Huds and Toke
- Company type: Private
- Industry: Pet Supplies / Manufacturing
- Founded: 2014
- Founders: Russell and Emma Gibbons
- Headquarters: Sunshine Coast, Australia
- Products: Pet treats for dogs, horses, and small animals
- Website: www.hudsandtoke.com.au

= Huds and Toke =

Australian pet treat manufacturer

Huds and Toke is an Australian pet treat manufacturer based on the Sunshine Coast, Queensland. The company produces dog, horse and small-animal treats with markets its products as sustainable. The company exports to several international markets.

== History ==
Huds and Toke was founded in 2014 by Russell and Emma Gibbons, transitioning from home-based baking to a purpose-built facility with support from Advance Queensland grants.

== Products ==
The company manufactures a variety of treats, including dog biscuits, horse cookies and snacks for small pets.
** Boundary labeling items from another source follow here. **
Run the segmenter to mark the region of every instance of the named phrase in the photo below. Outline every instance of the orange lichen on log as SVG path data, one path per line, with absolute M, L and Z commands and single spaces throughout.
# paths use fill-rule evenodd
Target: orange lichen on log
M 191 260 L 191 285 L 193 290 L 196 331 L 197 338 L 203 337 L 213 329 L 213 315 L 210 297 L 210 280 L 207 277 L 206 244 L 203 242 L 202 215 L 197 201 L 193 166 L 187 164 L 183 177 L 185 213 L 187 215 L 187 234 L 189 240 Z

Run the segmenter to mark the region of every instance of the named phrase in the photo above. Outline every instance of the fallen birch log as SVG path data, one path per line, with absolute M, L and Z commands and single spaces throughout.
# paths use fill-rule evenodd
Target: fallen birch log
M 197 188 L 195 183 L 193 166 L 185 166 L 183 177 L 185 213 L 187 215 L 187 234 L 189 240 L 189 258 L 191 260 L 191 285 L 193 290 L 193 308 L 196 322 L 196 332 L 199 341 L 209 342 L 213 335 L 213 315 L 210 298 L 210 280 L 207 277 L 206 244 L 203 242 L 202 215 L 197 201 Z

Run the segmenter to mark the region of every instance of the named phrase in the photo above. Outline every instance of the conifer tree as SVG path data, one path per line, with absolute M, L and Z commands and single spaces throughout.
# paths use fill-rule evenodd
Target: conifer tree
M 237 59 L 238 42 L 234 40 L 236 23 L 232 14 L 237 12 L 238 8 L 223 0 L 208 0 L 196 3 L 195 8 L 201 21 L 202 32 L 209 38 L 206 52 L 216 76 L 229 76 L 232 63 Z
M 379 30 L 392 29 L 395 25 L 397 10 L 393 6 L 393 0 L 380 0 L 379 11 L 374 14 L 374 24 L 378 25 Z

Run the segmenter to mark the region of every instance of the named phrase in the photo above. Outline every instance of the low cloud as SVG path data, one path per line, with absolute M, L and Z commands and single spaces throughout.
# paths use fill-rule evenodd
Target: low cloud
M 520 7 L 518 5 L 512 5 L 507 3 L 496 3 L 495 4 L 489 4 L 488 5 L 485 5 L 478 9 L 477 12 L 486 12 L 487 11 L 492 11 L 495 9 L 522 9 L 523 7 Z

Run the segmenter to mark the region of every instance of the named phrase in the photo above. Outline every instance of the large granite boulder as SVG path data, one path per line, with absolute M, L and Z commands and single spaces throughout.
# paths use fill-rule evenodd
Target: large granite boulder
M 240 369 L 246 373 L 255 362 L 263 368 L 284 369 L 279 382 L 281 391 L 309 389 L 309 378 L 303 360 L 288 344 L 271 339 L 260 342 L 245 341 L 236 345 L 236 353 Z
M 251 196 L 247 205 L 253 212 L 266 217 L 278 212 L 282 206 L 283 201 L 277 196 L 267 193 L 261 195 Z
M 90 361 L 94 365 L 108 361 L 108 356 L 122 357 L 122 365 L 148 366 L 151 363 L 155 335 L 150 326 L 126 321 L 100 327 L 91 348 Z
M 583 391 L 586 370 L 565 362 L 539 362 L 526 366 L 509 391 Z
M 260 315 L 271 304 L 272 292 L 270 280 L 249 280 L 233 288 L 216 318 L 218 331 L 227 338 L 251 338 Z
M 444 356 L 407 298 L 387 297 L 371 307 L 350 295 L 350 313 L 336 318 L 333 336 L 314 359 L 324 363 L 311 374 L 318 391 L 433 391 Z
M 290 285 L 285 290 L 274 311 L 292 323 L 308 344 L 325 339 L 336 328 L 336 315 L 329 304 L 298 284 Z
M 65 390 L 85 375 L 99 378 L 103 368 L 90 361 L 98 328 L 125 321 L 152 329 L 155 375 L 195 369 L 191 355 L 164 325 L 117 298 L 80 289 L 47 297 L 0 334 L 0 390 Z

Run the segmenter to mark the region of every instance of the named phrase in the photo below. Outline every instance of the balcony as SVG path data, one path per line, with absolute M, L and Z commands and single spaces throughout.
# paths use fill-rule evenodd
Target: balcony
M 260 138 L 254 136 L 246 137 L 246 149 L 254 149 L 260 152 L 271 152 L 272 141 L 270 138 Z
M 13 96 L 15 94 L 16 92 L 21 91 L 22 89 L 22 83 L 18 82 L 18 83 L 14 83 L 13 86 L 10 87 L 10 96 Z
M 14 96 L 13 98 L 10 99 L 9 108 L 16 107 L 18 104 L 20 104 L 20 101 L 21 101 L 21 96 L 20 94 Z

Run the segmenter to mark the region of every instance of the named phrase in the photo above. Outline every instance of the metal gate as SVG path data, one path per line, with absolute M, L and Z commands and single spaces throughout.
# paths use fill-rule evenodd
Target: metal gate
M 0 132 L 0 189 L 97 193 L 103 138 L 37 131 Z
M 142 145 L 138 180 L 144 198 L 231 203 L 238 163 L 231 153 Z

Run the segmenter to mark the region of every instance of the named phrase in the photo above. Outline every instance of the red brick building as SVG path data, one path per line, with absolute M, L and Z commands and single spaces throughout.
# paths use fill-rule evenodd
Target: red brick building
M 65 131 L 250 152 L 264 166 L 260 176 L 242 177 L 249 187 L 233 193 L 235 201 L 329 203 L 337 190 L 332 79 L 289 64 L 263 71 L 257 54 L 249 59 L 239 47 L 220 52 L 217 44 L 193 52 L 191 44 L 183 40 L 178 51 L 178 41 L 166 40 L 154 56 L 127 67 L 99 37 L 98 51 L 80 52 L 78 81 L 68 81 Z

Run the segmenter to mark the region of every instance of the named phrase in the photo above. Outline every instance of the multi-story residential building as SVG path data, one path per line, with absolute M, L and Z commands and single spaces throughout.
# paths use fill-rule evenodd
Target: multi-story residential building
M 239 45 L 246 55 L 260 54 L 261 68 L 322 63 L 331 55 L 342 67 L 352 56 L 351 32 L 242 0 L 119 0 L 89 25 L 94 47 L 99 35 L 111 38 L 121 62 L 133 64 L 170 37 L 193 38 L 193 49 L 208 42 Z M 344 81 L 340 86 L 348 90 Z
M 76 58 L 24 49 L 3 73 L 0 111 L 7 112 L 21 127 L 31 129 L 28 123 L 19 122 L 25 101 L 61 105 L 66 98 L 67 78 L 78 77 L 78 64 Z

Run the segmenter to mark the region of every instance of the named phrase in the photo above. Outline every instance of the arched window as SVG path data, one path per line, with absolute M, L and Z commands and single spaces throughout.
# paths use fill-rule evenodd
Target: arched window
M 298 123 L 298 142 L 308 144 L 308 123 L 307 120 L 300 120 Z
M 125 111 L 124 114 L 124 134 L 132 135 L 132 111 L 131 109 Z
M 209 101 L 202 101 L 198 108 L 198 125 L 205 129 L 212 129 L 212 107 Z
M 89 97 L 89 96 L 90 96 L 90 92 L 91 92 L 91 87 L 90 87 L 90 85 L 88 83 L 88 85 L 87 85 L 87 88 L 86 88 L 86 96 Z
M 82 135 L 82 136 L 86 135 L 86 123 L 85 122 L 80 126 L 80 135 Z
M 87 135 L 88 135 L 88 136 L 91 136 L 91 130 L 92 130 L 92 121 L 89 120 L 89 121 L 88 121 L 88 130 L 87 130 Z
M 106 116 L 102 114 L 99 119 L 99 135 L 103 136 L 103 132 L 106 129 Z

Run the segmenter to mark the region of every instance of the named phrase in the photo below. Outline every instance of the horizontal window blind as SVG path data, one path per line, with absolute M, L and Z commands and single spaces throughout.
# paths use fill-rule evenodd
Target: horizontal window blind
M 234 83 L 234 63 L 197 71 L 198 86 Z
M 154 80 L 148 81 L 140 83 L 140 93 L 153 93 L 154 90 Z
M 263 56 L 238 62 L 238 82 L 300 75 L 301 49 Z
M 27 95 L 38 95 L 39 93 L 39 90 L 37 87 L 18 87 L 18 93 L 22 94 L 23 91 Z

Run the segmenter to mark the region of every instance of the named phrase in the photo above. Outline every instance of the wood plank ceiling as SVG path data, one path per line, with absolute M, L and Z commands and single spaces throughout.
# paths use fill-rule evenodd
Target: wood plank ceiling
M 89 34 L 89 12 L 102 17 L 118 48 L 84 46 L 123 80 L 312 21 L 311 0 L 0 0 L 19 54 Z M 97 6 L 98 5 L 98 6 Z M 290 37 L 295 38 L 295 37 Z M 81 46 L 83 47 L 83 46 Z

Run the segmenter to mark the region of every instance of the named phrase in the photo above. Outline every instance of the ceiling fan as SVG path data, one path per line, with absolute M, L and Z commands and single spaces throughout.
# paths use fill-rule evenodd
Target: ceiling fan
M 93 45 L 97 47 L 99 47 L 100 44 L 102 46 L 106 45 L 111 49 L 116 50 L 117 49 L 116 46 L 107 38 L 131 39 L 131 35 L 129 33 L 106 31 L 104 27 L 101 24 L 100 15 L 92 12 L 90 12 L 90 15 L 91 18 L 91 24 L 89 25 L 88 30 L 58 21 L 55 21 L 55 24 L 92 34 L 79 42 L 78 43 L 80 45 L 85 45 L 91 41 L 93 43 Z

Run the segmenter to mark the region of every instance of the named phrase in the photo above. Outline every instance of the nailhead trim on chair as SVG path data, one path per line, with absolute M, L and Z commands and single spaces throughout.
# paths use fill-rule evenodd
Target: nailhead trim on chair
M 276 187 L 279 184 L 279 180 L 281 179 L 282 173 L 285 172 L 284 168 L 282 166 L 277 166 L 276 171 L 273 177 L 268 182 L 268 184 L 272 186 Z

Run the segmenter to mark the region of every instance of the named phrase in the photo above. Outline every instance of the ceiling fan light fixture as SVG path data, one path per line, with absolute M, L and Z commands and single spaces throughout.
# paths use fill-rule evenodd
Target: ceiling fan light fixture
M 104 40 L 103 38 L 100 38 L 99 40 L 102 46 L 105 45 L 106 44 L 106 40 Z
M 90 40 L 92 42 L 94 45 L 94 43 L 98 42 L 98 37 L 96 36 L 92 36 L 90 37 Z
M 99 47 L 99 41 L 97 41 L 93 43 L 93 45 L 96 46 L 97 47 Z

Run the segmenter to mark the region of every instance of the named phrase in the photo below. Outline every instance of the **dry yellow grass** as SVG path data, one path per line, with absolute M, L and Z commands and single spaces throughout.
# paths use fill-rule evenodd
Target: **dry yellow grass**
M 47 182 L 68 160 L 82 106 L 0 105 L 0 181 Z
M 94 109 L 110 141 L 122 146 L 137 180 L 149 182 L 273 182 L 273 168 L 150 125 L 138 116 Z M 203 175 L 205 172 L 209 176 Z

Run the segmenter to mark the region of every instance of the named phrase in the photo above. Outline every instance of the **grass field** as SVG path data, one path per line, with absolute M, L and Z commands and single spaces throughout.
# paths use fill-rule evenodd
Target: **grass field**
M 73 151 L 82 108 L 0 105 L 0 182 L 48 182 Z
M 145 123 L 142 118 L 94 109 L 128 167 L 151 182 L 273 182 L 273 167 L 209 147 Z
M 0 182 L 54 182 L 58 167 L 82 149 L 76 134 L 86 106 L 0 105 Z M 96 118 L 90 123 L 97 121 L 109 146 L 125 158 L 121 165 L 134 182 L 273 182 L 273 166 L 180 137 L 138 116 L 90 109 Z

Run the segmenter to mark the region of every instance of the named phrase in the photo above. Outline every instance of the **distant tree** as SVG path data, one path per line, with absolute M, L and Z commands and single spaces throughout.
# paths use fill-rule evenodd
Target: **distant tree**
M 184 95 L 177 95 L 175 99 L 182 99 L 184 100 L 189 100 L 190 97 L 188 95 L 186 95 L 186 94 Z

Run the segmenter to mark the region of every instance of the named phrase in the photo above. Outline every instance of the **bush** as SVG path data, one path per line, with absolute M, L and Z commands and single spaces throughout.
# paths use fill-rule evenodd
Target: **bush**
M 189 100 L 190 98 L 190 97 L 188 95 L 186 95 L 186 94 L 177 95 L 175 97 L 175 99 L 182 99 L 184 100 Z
In collaboration with Krispy Kreme Australia, it launched "Doggie Doughnuts" — dog-safe doughnut-shaped biscuits inspired by the brand’s flavours.

== Sustainability ==
Huds and Toke incorporates sustainability into its operations. It operates a solar-powered manufacturing facility and has utilised insect-based protein (e.g. black soldier fly larvae) in its products ahead of broader industry trends.

== Recognition and international reach ==
Founder Emma Gibbons received the 2023 Queensland AgriFutures Rural Women’s Award. The company has gained media attention and government support for its export success, including expansion into markets such as Japan, Singapore, Germany, the United States and the United Kingdom.